The liver and other organs are enriched in vitamin A, vitamin B12, iron and selenium. These are also a good source of choline, which is a significant nutrient for brain, liver and muscle health.

The cooking method affects carcinogens

Certain methods of cooking meat can negatively affect health.

The fat in grilled chicken, barbecued or smoked chicken is melted and rinsed onto the cooking surface. Toxic polycyclic compounds are formed because of this, that dip and immerse into the meat. 

The levels of heterocyclic aromatic amines (HAA) in meat also rises when cooking takes more time and also in the meat that is refrigerated for many days at freezing temperature. Additionally, the presence of nitrates is also considered carcinogenic in processed meat.
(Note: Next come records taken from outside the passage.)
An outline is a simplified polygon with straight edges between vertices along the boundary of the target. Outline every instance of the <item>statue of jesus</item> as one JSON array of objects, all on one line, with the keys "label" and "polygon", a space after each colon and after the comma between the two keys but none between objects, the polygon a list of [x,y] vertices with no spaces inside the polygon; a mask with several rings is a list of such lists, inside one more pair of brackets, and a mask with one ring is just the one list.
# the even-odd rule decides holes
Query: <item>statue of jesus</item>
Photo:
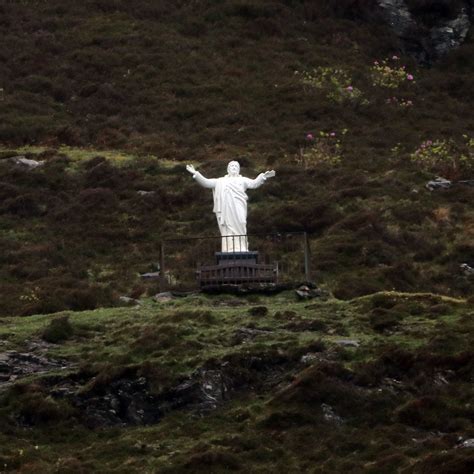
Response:
[{"label": "statue of jesus", "polygon": [[193,178],[204,188],[211,188],[214,196],[214,213],[222,236],[222,252],[248,252],[247,240],[247,189],[261,186],[275,171],[260,173],[255,179],[240,175],[240,165],[231,161],[222,178],[205,178],[193,165],[187,165]]}]

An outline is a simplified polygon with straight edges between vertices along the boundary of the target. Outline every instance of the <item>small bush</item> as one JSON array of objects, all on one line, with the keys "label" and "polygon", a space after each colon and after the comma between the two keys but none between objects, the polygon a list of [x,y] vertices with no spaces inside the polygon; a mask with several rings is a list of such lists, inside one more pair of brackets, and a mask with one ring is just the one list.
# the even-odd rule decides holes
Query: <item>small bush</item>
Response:
[{"label": "small bush", "polygon": [[15,396],[12,411],[24,425],[54,424],[74,415],[74,409],[66,401],[54,400],[39,386],[27,385],[14,391],[20,393]]},{"label": "small bush", "polygon": [[326,97],[337,104],[363,104],[369,101],[364,98],[363,93],[352,85],[353,79],[348,71],[340,68],[322,67],[314,68],[311,72],[304,71],[301,74],[301,82],[311,88],[321,89]]},{"label": "small bush", "polygon": [[[414,82],[413,75],[406,71],[405,66],[400,66],[398,61],[398,56],[375,61],[371,68],[373,85],[387,89],[398,89],[406,82]],[[401,103],[401,105],[403,104],[406,105],[406,102]]]},{"label": "small bush", "polygon": [[459,179],[474,169],[474,138],[463,136],[464,142],[426,140],[410,155],[422,168],[448,179]]},{"label": "small bush", "polygon": [[217,322],[216,316],[212,311],[196,310],[196,311],[176,311],[171,314],[166,321],[171,323],[180,322],[200,322],[204,324],[215,324]]},{"label": "small bush", "polygon": [[[194,454],[186,463],[186,469],[223,469],[225,471],[239,471],[242,464],[239,458],[232,453],[224,451],[205,451]],[[209,471],[208,471],[209,472]]]},{"label": "small bush", "polygon": [[0,202],[6,201],[7,199],[16,198],[20,192],[21,190],[18,186],[10,183],[0,182]]},{"label": "small bush", "polygon": [[346,274],[338,278],[333,294],[341,300],[377,293],[386,288],[383,281],[366,274]]},{"label": "small bush", "polygon": [[298,317],[295,311],[290,311],[290,310],[285,310],[285,311],[277,311],[273,317],[275,319],[281,320],[281,321],[291,321],[294,320]]},{"label": "small bush", "polygon": [[442,472],[443,474],[474,472],[474,455],[471,451],[471,449],[450,449],[433,452],[414,464],[413,472]]},{"label": "small bush", "polygon": [[396,327],[401,319],[400,314],[395,311],[377,308],[372,310],[369,321],[374,331],[381,332]]},{"label": "small bush", "polygon": [[327,324],[318,319],[301,319],[299,321],[291,321],[288,324],[285,324],[283,329],[294,332],[326,331]]},{"label": "small bush", "polygon": [[372,306],[374,308],[390,309],[390,308],[393,308],[396,303],[397,303],[396,298],[384,293],[379,293],[372,297]]},{"label": "small bush", "polygon": [[[345,130],[342,135],[345,135]],[[306,143],[301,146],[295,157],[296,163],[304,169],[319,166],[337,166],[341,163],[341,141],[336,132],[319,132],[318,137],[312,134],[306,135]]]},{"label": "small bush", "polygon": [[37,217],[44,213],[37,197],[31,194],[7,199],[2,208],[3,212],[14,214],[18,217]]},{"label": "small bush", "polygon": [[410,400],[396,410],[399,421],[425,429],[446,429],[449,417],[446,404],[434,397]]},{"label": "small bush", "polygon": [[254,306],[249,309],[251,316],[266,316],[268,314],[268,308],[266,306]]},{"label": "small bush", "polygon": [[49,325],[43,330],[42,339],[46,342],[54,344],[64,342],[71,338],[74,334],[74,328],[69,321],[68,316],[61,316],[53,319]]},{"label": "small bush", "polygon": [[109,211],[118,204],[115,193],[107,188],[88,188],[78,196],[78,202],[85,211]]}]

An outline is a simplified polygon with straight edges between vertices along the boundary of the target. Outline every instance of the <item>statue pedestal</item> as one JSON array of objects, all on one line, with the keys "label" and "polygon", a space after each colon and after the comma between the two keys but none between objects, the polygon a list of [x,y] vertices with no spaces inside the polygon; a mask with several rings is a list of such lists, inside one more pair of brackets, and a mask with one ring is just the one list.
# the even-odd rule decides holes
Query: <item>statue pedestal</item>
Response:
[{"label": "statue pedestal", "polygon": [[276,283],[278,266],[258,263],[258,252],[216,252],[217,265],[197,270],[201,288],[222,285]]},{"label": "statue pedestal", "polygon": [[217,265],[258,263],[258,252],[216,252]]}]

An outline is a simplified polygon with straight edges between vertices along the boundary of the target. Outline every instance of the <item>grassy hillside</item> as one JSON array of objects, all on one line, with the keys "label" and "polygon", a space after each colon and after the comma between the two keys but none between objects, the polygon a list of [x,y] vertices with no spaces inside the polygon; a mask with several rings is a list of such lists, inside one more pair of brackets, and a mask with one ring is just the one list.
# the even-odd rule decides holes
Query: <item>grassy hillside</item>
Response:
[{"label": "grassy hillside", "polygon": [[472,316],[386,292],[3,318],[2,471],[470,472]]},{"label": "grassy hillside", "polygon": [[472,293],[472,187],[424,187],[472,178],[472,35],[426,69],[370,2],[0,8],[3,314],[143,293],[161,239],[215,226],[184,163],[216,176],[236,157],[278,173],[250,231],[310,232],[336,296]]},{"label": "grassy hillside", "polygon": [[[472,31],[402,50],[374,1],[0,2],[0,472],[473,472]],[[325,296],[151,298],[236,158]]]}]

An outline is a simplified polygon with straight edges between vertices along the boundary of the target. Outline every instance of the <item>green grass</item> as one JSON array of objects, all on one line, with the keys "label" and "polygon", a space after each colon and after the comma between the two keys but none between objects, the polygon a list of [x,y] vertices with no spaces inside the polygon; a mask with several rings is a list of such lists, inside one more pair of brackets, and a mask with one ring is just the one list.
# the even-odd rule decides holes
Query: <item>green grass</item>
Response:
[{"label": "green grass", "polygon": [[[433,20],[430,2],[410,8]],[[461,149],[472,136],[473,36],[424,68],[369,10],[346,0],[0,5],[0,352],[67,367],[0,393],[0,472],[473,470],[458,440],[474,437],[474,280],[459,268],[474,263],[474,191],[429,192],[439,170],[410,159],[425,140]],[[374,87],[373,61],[393,54],[416,83]],[[319,66],[347,71],[368,103],[335,102],[295,75]],[[388,104],[392,95],[413,106]],[[340,138],[341,163],[299,165],[305,136],[321,131]],[[45,165],[22,170],[6,152]],[[159,285],[139,274],[156,270],[160,242],[217,233],[211,194],[185,163],[216,177],[235,158],[246,176],[277,172],[250,195],[249,232],[308,232],[327,300],[153,301]],[[294,280],[298,249],[280,249]],[[214,250],[169,243],[166,269],[189,285],[196,255]],[[119,307],[122,295],[141,304]],[[257,306],[268,312],[253,316]],[[46,343],[65,316],[72,330]],[[87,428],[54,395],[144,377],[159,396],[202,368],[245,383],[213,411],[187,406],[150,426]]]},{"label": "green grass", "polygon": [[96,156],[101,156],[113,163],[114,166],[120,167],[123,165],[133,165],[133,162],[137,159],[138,156],[143,159],[150,159],[150,160],[157,160],[159,161],[160,166],[164,168],[172,168],[176,166],[176,162],[172,160],[166,160],[162,158],[158,158],[153,155],[146,155],[140,154],[137,155],[136,153],[127,153],[121,150],[101,150],[101,149],[93,149],[93,148],[77,148],[77,147],[70,147],[66,145],[60,145],[57,147],[47,147],[47,146],[33,146],[27,145],[22,147],[11,147],[7,146],[0,146],[0,153],[12,151],[18,155],[28,154],[33,155],[31,158],[35,159],[34,155],[38,155],[38,160],[41,160],[41,154],[53,151],[56,154],[64,154],[68,158],[71,159],[71,167],[73,170],[77,170],[81,163],[91,160]]},{"label": "green grass", "polygon": [[[441,300],[448,307],[443,314],[430,316],[430,311],[438,307]],[[371,329],[370,308],[393,302],[400,304],[400,301],[419,304],[424,310],[418,315],[404,314],[401,323],[388,331],[380,333]],[[266,306],[268,313],[251,316],[249,310],[256,305]],[[453,368],[457,375],[454,378],[445,375],[449,383],[442,386],[432,385],[425,379],[422,382],[420,378],[425,377],[423,373],[427,370],[444,373],[441,366],[436,366],[436,357],[445,360],[441,364],[454,364],[456,354],[470,350],[473,327],[466,321],[471,313],[463,301],[434,294],[387,292],[349,302],[334,299],[299,302],[288,292],[258,298],[196,295],[161,304],[145,299],[140,307],[2,318],[2,345],[18,351],[27,350],[29,341],[38,340],[44,328],[58,316],[67,314],[74,328],[68,340],[47,346],[45,354],[80,364],[81,368],[73,365],[67,371],[53,370],[16,382],[31,387],[30,391],[38,390],[33,389],[38,384],[49,387],[51,382],[48,381],[54,380],[54,376],[61,380],[82,370],[91,378],[83,381],[84,385],[78,389],[87,392],[99,379],[101,383],[109,383],[120,378],[121,368],[125,367],[159,369],[159,380],[153,382],[151,372],[147,372],[146,377],[157,390],[166,390],[211,360],[233,360],[232,364],[236,364],[239,357],[258,358],[264,354],[294,358],[284,369],[288,372],[280,372],[276,387],[268,382],[258,385],[258,389],[250,386],[204,416],[192,409],[175,410],[151,426],[90,430],[73,415],[68,421],[61,418],[40,421],[25,429],[15,426],[13,420],[17,410],[26,407],[31,398],[20,395],[15,402],[11,396],[3,398],[0,416],[8,421],[0,428],[2,464],[7,471],[25,472],[53,472],[58,466],[64,470],[103,472],[181,472],[185,466],[196,472],[224,472],[237,467],[252,472],[280,472],[284,467],[289,472],[301,472],[319,459],[321,472],[344,469],[348,465],[359,469],[367,464],[373,465],[377,472],[386,456],[387,469],[395,469],[397,463],[405,468],[413,464],[423,466],[427,456],[436,449],[433,446],[440,443],[454,456],[453,462],[462,465],[465,462],[462,450],[455,449],[450,437],[440,438],[419,428],[417,436],[432,441],[431,444],[414,444],[408,433],[412,429],[410,424],[418,423],[416,413],[410,415],[415,417],[413,421],[404,418],[402,422],[392,419],[390,413],[408,401],[416,406],[416,397],[426,393],[438,397],[441,404],[449,403],[446,409],[458,413],[452,416],[460,421],[448,428],[452,439],[472,434],[472,426],[469,428],[466,421],[462,421],[467,416],[463,411],[467,392],[462,372]],[[295,331],[288,329],[291,321],[300,324],[320,321],[324,326],[316,331],[304,327]],[[239,342],[234,337],[242,327],[270,332]],[[443,344],[440,338],[446,343],[446,337],[454,338],[454,351],[440,345]],[[171,341],[167,342],[167,338]],[[360,346],[342,348],[337,343],[340,339],[355,339]],[[319,352],[323,362],[313,361],[305,368],[298,363],[298,358],[311,352],[316,342],[323,344]],[[380,360],[385,361],[384,365],[380,365]],[[403,369],[406,360],[413,360],[414,365]],[[398,364],[402,364],[400,368]],[[421,364],[420,368],[417,364]],[[380,370],[388,374],[400,371],[399,375],[391,375],[399,377],[396,389],[403,387],[398,395],[384,385],[387,382],[383,372],[377,375]],[[352,374],[349,379],[347,374]],[[321,377],[321,382],[317,382]],[[356,385],[350,382],[353,377]],[[417,383],[418,391],[409,395],[412,384]],[[333,388],[326,391],[325,386]],[[43,390],[47,393],[48,388]],[[325,420],[318,408],[323,402],[345,419],[343,424]],[[364,404],[372,408],[364,412]],[[403,416],[412,412],[406,413]],[[423,416],[421,423],[436,424],[426,418],[428,415]],[[315,439],[320,441],[315,443]],[[390,452],[397,456],[390,457]]]},{"label": "green grass", "polygon": [[[9,256],[0,314],[152,295],[156,287],[137,275],[158,261],[161,240],[217,233],[210,193],[185,163],[214,177],[235,158],[245,175],[277,172],[250,196],[249,232],[311,234],[312,277],[336,297],[472,294],[472,278],[459,270],[473,258],[472,188],[429,192],[426,182],[440,171],[410,159],[423,141],[461,149],[472,135],[471,36],[424,68],[400,53],[363,2],[142,0],[132,8],[104,0],[65,8],[51,0],[2,8],[0,151],[46,164],[22,173],[0,160],[0,228],[8,232],[0,244]],[[38,31],[45,33],[35,39]],[[373,62],[394,54],[416,83],[373,86]],[[317,67],[347,71],[369,103],[338,103],[295,75]],[[388,104],[393,95],[413,107]],[[305,137],[322,131],[339,137],[341,163],[306,169],[297,163],[310,146]],[[470,178],[469,166],[459,177]],[[48,243],[46,258],[38,241]],[[195,254],[189,245],[172,249],[170,268]],[[102,269],[110,274],[97,285]],[[188,281],[194,270],[186,268]],[[81,295],[64,288],[70,279]],[[35,304],[20,299],[34,291]]]}]

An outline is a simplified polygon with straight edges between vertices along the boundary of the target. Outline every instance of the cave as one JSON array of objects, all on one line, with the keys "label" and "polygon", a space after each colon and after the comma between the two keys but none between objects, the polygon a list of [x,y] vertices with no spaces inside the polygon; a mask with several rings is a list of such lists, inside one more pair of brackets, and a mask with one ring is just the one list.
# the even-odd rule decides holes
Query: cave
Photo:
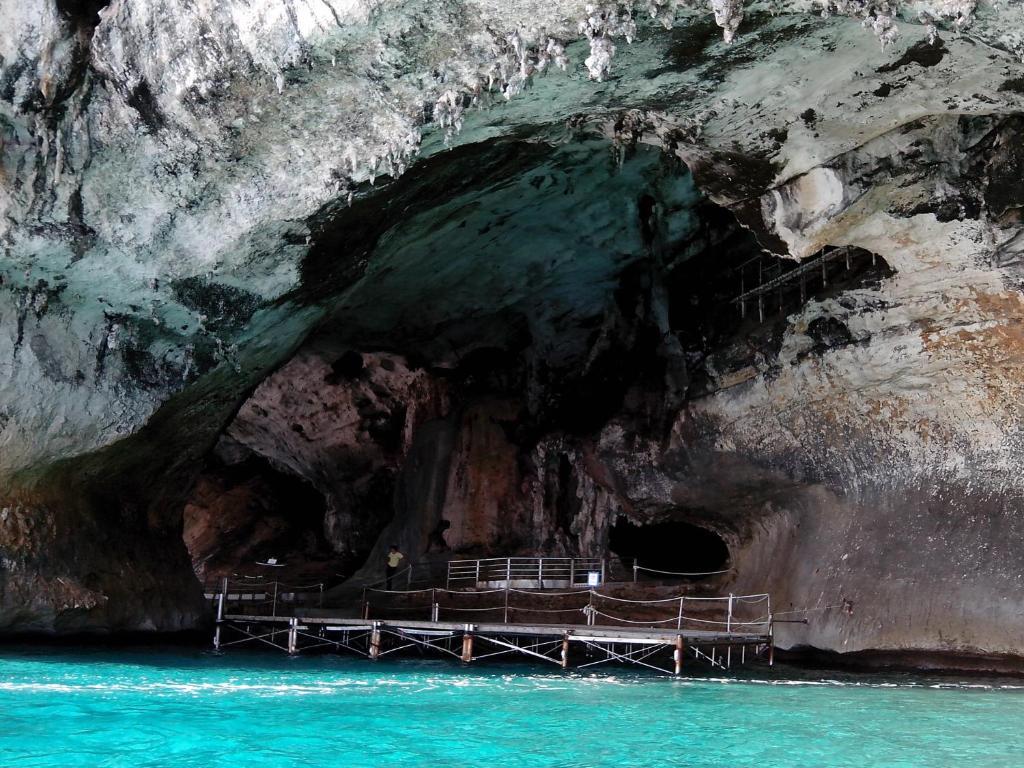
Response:
[{"label": "cave", "polygon": [[[709,528],[670,520],[638,525],[619,517],[608,534],[608,549],[640,580],[700,580],[729,568],[729,547]],[[646,569],[646,570],[645,570]]]},{"label": "cave", "polygon": [[[226,458],[225,458],[226,457]],[[196,576],[334,578],[326,505],[308,482],[255,456],[211,455],[188,495],[183,538]],[[279,567],[263,563],[276,561]]]},{"label": "cave", "polygon": [[663,434],[715,386],[708,361],[748,364],[718,356],[751,322],[730,275],[764,253],[756,235],[662,148],[614,148],[474,145],[323,212],[310,287],[349,279],[353,250],[367,274],[224,435],[323,494],[336,573],[371,578],[391,542],[417,559],[603,551],[579,447],[613,420]]},{"label": "cave", "polygon": [[1024,658],[1015,10],[101,5],[0,35],[0,633],[396,542]]}]

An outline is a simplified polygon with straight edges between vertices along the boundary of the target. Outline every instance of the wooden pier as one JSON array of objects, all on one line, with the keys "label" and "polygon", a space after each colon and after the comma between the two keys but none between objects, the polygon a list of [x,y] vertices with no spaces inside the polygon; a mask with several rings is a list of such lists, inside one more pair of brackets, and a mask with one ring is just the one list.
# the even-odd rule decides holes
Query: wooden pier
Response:
[{"label": "wooden pier", "polygon": [[[253,589],[263,590],[255,593],[262,599],[245,599]],[[291,655],[334,651],[371,660],[437,654],[467,664],[519,656],[563,669],[614,663],[676,675],[689,664],[721,670],[755,660],[770,665],[774,655],[767,594],[629,599],[595,589],[374,589],[368,594],[377,599],[364,599],[356,616],[351,609],[346,615],[303,604],[295,592],[281,590],[273,594],[290,594],[291,603],[268,605],[270,594],[265,585],[226,581],[211,593],[214,646],[256,644]],[[558,601],[567,607],[552,607]]]}]

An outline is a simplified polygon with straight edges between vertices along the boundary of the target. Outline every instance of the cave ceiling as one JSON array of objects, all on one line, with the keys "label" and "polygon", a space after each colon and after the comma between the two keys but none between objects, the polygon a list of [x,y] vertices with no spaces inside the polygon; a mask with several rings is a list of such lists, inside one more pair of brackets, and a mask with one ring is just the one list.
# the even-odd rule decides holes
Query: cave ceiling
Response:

Meat can lead to cancer but it all depends on the conditions of cooking meat and the types of meat which we are using.

Conclusion

In this short article, we have provided an answer to the question, “Can you eat brown meat?” with an in-depth analysis of meat, how its colour is changed to brown, whether it is safe to eat brown meat and the nutritional value of meat.

References

https://www.healthline.com/nutrition/meat-good-or-bad

http://meatmythcrushers.com/myths/myth-if-meat-turns-brown-that-means-it-is-spoiled.php

https://www.leiths.com/how-tos/brown-meat

Hi, I am Charlotte, I love cooking and in my previous life, I was a chef. I bring some of my experience to the recipes on this hub and answer your food questions.